Let $\mathbf A, \mathbf B$ be square matrices of order $n$ over a commutative ring with unity $\left({R, +, \circ}\right)$.

Suppose that:

$\mathbf A \mathbf B = \mathbf I_n$

where $\mathbf I_n$ is the unit matrix of order $n$.

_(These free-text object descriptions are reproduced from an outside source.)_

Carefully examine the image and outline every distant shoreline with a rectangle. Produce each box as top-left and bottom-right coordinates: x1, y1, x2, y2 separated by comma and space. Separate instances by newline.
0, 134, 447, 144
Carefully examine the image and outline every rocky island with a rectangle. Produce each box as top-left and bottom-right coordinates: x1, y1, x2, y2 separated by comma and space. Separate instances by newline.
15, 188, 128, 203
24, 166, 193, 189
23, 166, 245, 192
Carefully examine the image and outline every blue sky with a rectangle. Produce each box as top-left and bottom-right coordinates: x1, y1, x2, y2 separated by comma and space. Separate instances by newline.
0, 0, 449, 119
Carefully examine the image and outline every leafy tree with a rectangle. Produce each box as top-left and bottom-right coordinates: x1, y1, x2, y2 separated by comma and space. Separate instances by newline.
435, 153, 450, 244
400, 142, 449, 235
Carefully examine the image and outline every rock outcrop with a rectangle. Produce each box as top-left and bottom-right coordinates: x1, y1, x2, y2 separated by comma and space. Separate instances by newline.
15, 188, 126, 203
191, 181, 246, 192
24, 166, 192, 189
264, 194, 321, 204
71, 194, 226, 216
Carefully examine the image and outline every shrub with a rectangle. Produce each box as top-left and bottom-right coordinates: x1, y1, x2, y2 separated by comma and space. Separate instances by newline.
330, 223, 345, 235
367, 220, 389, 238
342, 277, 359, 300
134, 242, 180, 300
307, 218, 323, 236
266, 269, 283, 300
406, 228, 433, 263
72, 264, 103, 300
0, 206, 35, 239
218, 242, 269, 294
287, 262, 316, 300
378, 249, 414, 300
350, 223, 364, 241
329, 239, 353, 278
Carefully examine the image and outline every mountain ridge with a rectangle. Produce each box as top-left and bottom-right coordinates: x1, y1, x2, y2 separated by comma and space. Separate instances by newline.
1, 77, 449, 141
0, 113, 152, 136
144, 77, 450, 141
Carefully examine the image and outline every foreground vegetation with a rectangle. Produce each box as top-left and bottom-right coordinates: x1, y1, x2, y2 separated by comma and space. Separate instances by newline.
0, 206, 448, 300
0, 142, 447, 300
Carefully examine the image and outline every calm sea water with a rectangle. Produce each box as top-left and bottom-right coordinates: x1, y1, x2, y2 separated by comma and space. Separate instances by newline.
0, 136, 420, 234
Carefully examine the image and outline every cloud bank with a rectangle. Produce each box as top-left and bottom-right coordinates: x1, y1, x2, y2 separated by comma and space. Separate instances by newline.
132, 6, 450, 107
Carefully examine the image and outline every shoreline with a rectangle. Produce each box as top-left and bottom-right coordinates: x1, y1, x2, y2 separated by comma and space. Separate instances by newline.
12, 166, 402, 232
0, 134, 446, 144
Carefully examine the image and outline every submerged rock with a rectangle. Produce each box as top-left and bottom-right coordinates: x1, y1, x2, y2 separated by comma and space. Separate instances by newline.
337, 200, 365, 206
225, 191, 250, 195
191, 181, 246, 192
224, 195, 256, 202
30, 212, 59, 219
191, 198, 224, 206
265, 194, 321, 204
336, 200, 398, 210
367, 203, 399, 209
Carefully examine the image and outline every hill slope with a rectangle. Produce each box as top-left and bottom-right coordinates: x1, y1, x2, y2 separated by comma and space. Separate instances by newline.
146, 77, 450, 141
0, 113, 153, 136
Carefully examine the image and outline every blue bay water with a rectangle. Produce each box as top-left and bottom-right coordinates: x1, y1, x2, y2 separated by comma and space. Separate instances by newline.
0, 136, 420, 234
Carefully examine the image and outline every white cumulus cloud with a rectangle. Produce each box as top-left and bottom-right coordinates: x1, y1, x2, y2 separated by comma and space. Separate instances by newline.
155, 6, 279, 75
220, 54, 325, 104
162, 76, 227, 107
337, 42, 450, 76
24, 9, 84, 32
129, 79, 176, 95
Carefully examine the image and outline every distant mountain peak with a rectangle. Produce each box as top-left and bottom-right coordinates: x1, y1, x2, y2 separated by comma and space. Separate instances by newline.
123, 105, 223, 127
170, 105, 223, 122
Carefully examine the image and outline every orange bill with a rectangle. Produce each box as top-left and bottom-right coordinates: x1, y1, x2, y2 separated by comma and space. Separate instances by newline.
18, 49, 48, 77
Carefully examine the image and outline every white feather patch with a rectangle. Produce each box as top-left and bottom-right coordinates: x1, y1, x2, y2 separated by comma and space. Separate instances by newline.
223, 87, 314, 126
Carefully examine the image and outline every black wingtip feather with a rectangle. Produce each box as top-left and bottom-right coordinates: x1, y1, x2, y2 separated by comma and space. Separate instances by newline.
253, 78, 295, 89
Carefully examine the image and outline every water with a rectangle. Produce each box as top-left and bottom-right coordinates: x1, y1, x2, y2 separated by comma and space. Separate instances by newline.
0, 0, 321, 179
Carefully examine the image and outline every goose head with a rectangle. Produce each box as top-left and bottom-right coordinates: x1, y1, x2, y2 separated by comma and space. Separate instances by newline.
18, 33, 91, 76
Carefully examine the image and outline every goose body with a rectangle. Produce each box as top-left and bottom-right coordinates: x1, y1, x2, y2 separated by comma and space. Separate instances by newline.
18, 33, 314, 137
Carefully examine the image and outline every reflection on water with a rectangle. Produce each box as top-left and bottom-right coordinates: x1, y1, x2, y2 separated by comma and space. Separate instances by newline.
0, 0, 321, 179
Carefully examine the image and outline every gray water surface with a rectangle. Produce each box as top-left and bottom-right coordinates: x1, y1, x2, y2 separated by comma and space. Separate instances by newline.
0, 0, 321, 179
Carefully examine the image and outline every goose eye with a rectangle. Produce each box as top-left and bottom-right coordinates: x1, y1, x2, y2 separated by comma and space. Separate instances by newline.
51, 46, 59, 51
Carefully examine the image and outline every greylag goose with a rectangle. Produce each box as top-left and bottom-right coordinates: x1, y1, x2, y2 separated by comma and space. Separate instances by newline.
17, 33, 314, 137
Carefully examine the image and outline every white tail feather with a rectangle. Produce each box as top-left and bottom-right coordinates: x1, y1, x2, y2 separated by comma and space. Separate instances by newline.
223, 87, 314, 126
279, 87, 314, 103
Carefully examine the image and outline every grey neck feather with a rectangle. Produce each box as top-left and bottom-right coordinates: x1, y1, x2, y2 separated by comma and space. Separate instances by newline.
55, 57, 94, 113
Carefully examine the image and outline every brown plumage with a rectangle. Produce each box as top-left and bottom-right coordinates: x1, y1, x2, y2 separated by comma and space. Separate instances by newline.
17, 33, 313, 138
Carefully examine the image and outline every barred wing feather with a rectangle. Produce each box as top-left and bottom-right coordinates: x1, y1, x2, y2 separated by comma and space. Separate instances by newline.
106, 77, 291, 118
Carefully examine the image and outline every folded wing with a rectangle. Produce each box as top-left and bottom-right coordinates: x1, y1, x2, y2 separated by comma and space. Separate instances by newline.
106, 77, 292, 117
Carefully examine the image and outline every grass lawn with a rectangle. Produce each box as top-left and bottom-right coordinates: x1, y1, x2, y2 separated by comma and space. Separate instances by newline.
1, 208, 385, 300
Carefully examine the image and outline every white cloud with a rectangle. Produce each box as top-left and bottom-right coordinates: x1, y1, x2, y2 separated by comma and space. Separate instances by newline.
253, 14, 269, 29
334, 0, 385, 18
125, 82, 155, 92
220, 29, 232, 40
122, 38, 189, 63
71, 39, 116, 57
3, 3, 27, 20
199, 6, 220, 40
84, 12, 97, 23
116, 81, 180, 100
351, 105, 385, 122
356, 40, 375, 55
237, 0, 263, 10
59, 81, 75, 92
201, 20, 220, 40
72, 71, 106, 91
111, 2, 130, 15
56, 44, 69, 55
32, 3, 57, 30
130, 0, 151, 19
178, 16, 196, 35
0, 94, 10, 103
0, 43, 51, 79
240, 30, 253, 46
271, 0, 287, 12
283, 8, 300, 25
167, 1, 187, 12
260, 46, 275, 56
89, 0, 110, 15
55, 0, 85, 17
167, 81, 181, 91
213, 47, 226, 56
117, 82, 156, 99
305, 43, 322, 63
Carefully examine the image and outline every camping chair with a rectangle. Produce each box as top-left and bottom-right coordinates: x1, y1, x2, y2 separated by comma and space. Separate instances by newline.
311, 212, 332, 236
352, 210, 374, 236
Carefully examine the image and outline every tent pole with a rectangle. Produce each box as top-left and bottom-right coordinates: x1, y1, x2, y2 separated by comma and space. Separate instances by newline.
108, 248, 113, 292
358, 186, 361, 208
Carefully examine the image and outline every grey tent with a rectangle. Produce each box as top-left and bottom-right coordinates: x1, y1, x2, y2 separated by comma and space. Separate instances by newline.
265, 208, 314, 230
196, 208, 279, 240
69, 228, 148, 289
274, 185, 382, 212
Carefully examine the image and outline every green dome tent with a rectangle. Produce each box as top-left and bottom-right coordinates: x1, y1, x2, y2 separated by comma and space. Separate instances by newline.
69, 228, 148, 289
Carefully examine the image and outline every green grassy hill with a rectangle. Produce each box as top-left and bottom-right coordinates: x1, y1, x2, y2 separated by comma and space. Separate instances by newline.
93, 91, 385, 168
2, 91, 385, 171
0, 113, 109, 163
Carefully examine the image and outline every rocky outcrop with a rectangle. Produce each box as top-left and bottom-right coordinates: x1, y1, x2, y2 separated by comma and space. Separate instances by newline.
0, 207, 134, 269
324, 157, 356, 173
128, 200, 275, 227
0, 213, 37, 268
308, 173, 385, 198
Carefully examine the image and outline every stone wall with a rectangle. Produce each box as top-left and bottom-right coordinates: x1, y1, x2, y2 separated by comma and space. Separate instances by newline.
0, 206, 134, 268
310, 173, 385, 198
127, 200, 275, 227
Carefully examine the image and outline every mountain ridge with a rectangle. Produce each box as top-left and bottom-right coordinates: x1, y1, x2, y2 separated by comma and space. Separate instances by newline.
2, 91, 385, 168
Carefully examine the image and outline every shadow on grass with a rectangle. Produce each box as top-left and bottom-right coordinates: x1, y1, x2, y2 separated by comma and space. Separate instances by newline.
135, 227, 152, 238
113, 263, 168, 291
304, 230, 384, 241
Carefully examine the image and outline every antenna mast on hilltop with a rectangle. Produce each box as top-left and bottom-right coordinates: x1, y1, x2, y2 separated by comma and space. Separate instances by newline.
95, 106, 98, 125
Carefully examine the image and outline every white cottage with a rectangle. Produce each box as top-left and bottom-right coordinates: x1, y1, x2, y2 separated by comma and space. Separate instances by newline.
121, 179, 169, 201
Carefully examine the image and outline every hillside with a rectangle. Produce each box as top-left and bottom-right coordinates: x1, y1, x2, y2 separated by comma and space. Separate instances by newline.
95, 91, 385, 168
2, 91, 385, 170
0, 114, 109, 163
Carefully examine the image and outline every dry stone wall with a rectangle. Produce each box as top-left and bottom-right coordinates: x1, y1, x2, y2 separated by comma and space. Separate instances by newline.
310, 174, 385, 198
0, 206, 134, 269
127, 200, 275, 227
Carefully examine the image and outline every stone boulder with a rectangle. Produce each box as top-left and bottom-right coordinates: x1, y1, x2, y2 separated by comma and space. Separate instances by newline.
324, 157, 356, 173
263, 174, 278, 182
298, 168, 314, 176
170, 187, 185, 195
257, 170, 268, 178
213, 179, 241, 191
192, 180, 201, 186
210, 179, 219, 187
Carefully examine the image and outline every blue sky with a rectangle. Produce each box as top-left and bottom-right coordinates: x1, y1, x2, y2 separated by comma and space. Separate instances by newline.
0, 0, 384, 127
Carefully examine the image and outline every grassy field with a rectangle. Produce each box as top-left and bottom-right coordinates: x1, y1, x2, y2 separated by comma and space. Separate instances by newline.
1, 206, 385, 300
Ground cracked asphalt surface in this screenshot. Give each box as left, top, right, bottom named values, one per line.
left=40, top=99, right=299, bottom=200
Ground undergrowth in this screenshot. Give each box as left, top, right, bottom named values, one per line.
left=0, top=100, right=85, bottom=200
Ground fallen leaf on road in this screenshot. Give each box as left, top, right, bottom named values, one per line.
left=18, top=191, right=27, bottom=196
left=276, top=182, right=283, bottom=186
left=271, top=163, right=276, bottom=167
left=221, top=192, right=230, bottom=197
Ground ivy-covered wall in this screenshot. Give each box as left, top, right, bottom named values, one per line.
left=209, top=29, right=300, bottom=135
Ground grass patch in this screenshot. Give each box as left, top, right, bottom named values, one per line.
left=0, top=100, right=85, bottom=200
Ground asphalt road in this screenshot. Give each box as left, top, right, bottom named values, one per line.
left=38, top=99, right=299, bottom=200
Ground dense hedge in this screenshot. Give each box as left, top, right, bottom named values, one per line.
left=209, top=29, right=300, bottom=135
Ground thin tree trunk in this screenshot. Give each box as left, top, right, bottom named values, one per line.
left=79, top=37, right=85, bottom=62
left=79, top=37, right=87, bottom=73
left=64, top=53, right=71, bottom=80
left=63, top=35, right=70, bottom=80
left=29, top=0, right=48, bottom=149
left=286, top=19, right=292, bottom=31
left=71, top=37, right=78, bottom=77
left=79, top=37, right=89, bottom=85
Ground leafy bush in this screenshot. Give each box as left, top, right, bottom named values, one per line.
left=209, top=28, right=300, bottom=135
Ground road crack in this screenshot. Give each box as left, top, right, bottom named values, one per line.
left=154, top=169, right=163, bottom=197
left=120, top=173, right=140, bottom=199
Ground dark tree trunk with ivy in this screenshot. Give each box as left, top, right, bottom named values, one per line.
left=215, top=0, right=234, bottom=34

Then $\mathbf A$ and $\mathbf B$ are invertible matrices, and furthermore:

$\mathbf B = \mathbf A^{-1}$

where $\mathbf A^{-1}$ is the inverse of $\mathbf A$.

## Proof

When $1_R$ denotes the unity of $R$, we have:

 $\ds 1_R$ $=$ $\ds \map \det {\mathbf I_n}$ Determinant of Unit Matrix $\ds$ $=$ $\ds \map \det {\mathbf A \mathbf B}$ by assumption $\ds$ $=$ $\ds \map \det {\mathbf A} \map \det {\mathbf B}$ Determinant of Matrix Product

From Matrix is Invertible iff Determinant has Multiplicative Inverse, it follows that $\mathbf A$ and $\mathbf B$ are invertible.

Then:

 $\ds \mathbf B$ $=$ $\ds \mathbf I_n \mathbf B$ Unit Matrix is Unity of Ring of Square Matrices $\ds$ $=$ $\ds \paren {\mathbf A^{-1} \mathbf A} \mathbf B$ Definition of Inverse Matrix $\ds$ $=$ $\ds \mathbf A^{-1} \paren {\mathbf A \mathbf B}$ Matrix Multiplication is Associative $\ds$ $=$ $\ds \mathbf A^{-1} \mathbf I_n$ by assumption $\ds$ $=$ $\ds \mathbf A^{-1}$ Unit Matrix is Unity of Ring of Square Matrices

$\blacksquare$